Loading a Tabletop Sterilizer
Appropriately operating sterile processing equipment is essential in keeping dental patients safe during procedures. Autoclaves are impressive devices but can be dangerous if not used correctly. Dental staff responsible for reprocessing instruments and devices must have the knowledge to load sterile processing equipment in dental settings properly. When loading your autoclave with tools, take the following steps to ensure completion of the sterilization process is correct:
- If necessary, disassemble the items before wrapping and packaging them for sterilization. Place a chemical indicator (autoclave tape) visibly on the outside of wrapped cassettes. Place an internal chemical indicator inside wrapped packages and peel pouches (paper-plastic pouches). Label the package with the following information:
- Sterilizer number (if more than one sterilizer)
- Load or cycle numbers
- Date of sterilization
- Expiration date (if applicable)
- Initials of person wrapping the item
- For wrapped packages, label the item with the contents such as Prophy
- Load the sterilizer according to the sterilizer manufacturer’s instructions, leaving enough space around each item to permit steam penetration
- Ensure nothing touches the sides or top of the sterilizer and all items are entirely inside the sterilizer trays
- Peel pouches must not touch one another.
- Do not stack peel pouches.
- Sterilize packaged patient care items in an autoclave.
- Monitor each autoclave load throughout the process using chemical indicators inside every package and mechanical (printout) monitoring.
- Run biological indicators (spore tests) weekly at the minimum, although the best practice is running a biological indicator in each sterilizer daily.
- Wet instruments are a sign of a sterilization problem. Consult the owner’s manual for troubleshooting information.
- Store items in the appropriate containers in a dry environment. Sterilized instruments should be stored “under cover,” meaning in a closed cabinet or drawer.
Tabletop sterilization is an effective method for sterilizing critical and semi-critical patient care devices.
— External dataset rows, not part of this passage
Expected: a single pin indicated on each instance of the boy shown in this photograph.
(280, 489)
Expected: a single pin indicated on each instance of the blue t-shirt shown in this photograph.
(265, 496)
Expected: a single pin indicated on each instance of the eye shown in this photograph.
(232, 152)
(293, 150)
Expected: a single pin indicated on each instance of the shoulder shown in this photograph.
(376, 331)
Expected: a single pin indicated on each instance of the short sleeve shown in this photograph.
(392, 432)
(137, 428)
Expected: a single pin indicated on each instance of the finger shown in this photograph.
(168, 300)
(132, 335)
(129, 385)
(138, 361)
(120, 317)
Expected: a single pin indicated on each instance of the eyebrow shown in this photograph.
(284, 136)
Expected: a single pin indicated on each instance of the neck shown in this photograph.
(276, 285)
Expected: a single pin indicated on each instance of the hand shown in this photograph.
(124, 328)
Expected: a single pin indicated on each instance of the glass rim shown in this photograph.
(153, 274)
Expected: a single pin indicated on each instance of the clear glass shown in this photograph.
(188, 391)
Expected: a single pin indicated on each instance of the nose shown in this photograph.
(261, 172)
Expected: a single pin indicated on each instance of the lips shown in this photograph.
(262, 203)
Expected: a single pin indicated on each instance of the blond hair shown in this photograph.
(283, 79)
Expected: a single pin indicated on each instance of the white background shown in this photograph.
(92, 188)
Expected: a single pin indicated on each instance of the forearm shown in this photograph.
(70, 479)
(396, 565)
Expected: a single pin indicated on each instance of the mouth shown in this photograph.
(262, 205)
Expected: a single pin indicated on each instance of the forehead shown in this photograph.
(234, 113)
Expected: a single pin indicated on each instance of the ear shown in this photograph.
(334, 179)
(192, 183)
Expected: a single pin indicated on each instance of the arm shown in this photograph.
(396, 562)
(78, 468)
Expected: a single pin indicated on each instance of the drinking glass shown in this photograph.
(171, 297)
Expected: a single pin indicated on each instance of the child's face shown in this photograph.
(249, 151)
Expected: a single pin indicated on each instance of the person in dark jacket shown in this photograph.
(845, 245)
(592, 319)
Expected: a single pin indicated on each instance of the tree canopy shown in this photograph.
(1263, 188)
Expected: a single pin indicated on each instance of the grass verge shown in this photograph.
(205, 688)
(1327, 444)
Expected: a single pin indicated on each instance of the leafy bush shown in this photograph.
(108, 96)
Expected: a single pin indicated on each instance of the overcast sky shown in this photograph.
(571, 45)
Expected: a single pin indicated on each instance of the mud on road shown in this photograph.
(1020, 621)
Take care to ensure the process is completed correctly to avoid any infections or other serious issues next time a patient comes in contact with the item.
Correctly sterilizing patient care equipment is crucial to the health and wellbeing of dental patients. Dental staff should have adequate training to operate tabletop sterilizers properly. If you feel your instrument processing protocol may not be based on current evidence or your practice could be performing substandard sterilization, work with a professional infection preventionist to obtain an on-site assessment of your sterile processing methods. You should also seek out extensive educational and training courses. Evidence-based instrument reprocessing is the key to a safe facility. Guarantee your sterile processing team has the right tools and knowledge to load and operate tabletop sterilizers safely.